# What mix do you think Chance is?



## AlexandraNicole (Apr 4, 2013)

Hello! :wave: I've seen a couple of these on here and thought 'Why not?'  

So, anyways, I adopted Chance from our county dog pound when he was 7 weeks old. I was told that he was a "Boston terrier/Dachshund/Min Pin" mix, but I do not see any of these breeds in him! What kind of mix do y'all think he could be? 

He weighs about 8-10 lbs and is a bit less than knee high. He is very intelligent and hyper with tons and tons of energy! He is muscular for a little dog, as well. Also, he is now 10 months old!


----------



## AlexandraNicole (Apr 4, 2013)

More pictures


----------



## AlexandraNicole (Apr 4, 2013)

Puppy pictures!


----------



## taquitos (Oct 18, 2012)

I see pit bull and lab mix? How big is Chance?

ETA: Only 10 lbs?!?! HE LOOKS LIKE A 25-35 LBS DOG OOPS LOL.

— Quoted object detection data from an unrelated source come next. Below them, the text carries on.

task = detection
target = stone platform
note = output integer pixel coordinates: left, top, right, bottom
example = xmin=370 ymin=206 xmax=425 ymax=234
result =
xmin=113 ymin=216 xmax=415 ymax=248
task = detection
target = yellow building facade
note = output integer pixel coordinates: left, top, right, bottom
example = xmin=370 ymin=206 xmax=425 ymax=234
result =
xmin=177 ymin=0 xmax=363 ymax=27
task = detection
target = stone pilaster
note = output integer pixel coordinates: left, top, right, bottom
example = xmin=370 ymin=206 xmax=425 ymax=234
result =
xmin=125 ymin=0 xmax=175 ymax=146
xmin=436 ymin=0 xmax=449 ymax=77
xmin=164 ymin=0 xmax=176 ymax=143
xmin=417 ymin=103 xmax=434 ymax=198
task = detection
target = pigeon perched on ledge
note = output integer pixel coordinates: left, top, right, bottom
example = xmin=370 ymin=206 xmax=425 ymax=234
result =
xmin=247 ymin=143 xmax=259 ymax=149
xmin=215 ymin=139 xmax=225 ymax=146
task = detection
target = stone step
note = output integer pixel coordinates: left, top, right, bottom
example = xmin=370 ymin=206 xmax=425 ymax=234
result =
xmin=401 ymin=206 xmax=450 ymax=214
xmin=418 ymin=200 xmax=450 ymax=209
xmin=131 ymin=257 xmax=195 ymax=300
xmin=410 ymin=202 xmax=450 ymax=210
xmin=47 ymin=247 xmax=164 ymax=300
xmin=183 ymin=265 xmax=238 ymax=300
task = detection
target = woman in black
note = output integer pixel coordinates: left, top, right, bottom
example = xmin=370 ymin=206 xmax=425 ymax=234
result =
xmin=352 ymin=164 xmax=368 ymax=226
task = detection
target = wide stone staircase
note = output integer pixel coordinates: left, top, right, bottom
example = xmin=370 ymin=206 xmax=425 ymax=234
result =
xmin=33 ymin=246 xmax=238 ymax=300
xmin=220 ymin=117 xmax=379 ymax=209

Maybe not pittie then bahahaha. But he has such a bully breed face!!


----------



## victorino545 (Apr 8, 2013)

He is so cute. If he only weighs 10 lbs and is 10 mos he is small breed. I would say he is probably a little bit of all those breeds and more. He looks like he could have a little pitt in him but not sure. I have a pup that everyone thinks looks like a lab mix but he is small breed too.


----------



## Vesla (Mar 26, 2013)

Size and appearance make me think patterdale Terrier.


----------



## AlexandraNicole (Apr 4, 2013)

Teehee! Everyone thinks he is part pit bull! When he was a baby, he looked kind of like our APBT's mini me! LOL


----------



## AlexandraNicole (Apr 4, 2013)

victorino545 said:


> He is so cute. If he only weighs 10 lbs and is 10 mos he is small breed. I would say he is probably a little bit of all those breeds and more. He looks like he could have a little pitt in him but not sure. I have a pup that everyone thinks looks like a lab mix but he is small breed too.



It is so funny how they resemble much larger breeds! I think they look like a downsized/mini version, LOL


----------



## AlexandraNicole (Apr 4, 2013)

Vesla said:


> Size and appearance make me think patterdale Terrier.

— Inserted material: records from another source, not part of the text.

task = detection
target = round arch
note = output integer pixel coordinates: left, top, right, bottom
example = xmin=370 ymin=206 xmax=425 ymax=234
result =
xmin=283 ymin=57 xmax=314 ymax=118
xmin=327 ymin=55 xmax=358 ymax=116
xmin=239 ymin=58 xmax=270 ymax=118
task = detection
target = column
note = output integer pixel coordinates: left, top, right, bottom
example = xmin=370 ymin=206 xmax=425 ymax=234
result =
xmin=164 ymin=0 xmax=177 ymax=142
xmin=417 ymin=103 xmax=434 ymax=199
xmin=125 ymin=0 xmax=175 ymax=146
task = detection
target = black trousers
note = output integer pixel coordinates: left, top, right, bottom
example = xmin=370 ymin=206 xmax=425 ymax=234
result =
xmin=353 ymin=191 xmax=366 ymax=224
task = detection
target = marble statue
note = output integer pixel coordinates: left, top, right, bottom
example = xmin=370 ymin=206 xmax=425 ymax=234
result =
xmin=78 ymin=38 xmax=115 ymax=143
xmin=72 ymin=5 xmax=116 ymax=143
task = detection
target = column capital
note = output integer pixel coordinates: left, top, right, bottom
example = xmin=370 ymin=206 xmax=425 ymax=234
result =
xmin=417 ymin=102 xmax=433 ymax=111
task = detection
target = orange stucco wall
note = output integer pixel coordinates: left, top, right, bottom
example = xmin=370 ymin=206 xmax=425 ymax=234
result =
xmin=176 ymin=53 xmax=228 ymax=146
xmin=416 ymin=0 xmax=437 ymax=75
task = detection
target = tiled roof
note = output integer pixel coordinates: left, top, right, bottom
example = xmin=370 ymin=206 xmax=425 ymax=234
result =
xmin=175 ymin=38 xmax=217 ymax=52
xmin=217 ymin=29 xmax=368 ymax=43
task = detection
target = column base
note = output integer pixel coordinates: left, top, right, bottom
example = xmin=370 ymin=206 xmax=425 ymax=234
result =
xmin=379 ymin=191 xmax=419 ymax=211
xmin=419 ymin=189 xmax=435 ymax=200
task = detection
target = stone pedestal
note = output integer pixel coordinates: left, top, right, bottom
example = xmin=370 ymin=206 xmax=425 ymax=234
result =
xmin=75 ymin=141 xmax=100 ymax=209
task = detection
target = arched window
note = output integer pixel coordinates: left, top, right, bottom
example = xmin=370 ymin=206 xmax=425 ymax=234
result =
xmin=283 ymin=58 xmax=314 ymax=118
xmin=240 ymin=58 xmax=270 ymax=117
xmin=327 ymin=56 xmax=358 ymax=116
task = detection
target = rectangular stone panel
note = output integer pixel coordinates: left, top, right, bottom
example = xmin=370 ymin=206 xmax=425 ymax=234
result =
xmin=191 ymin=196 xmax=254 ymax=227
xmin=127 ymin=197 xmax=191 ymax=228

Hm, I actually don't think I've seen one of those! Googling the breed now! lol


----------



## BernerMax (Mar 15, 2013)

Actually check out minature staffy bull terriers-- if you google it he looks pretty close (espec that of one of the puppy pics)... and its a little bully -- mixed with a touch of something else ...


----------



## Kayla_Nicole (Dec 19, 2012)

OH my GOSH he is so cute! He looks like a mini version of a full grown bully-breed mix, but he is so small. I just love him  

I really have no good guesses...I'm at a loss on this one!


----------



## AlexandraNicole (Apr 4, 2013)

Thank you for the input, everyone!  I will try to take side pics of him if that might help!


----------



## AlexandraNicole (Apr 4, 2013)

Kayla_Nicole said:


> OH my GOSH he is so cute! He looks like a mini version of a full grown bully-breed mix, but he is so small. I just love him
> 
> I really have no good guesses...I'm at a loss on this one!

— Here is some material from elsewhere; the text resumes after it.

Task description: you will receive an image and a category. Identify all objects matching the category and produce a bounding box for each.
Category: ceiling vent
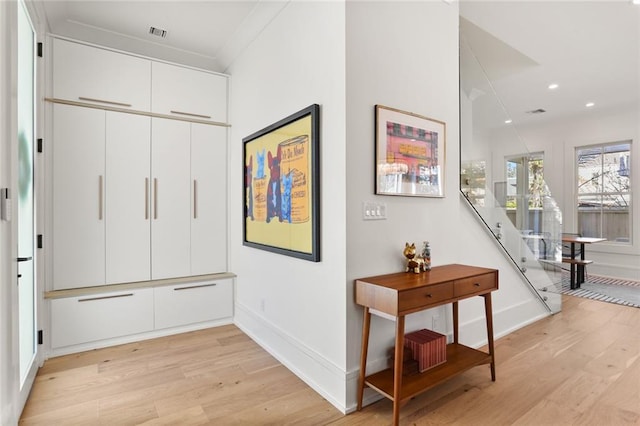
[149,27,167,38]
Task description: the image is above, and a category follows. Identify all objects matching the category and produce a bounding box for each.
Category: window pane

Thanks so much!  I just adore my little man! Lol


----------



## Vesla (Mar 26, 2013)

Here you go: http://www.dogbreedinfo.com/patterdaleterrier.htm


----------



## AlexandraNicole (Apr 4, 2013)

Vesla said:


> Here you go: http://www.dogbreedinfo.com/patterdaleterrier.htm


Thanks!


----------



## AlexandraNicole (Apr 4, 2013)

More pictures! (Can't get them to upload to my Photobucket, so back to adding attachments, LOL!) These pictures show him in different angles, and show his size.  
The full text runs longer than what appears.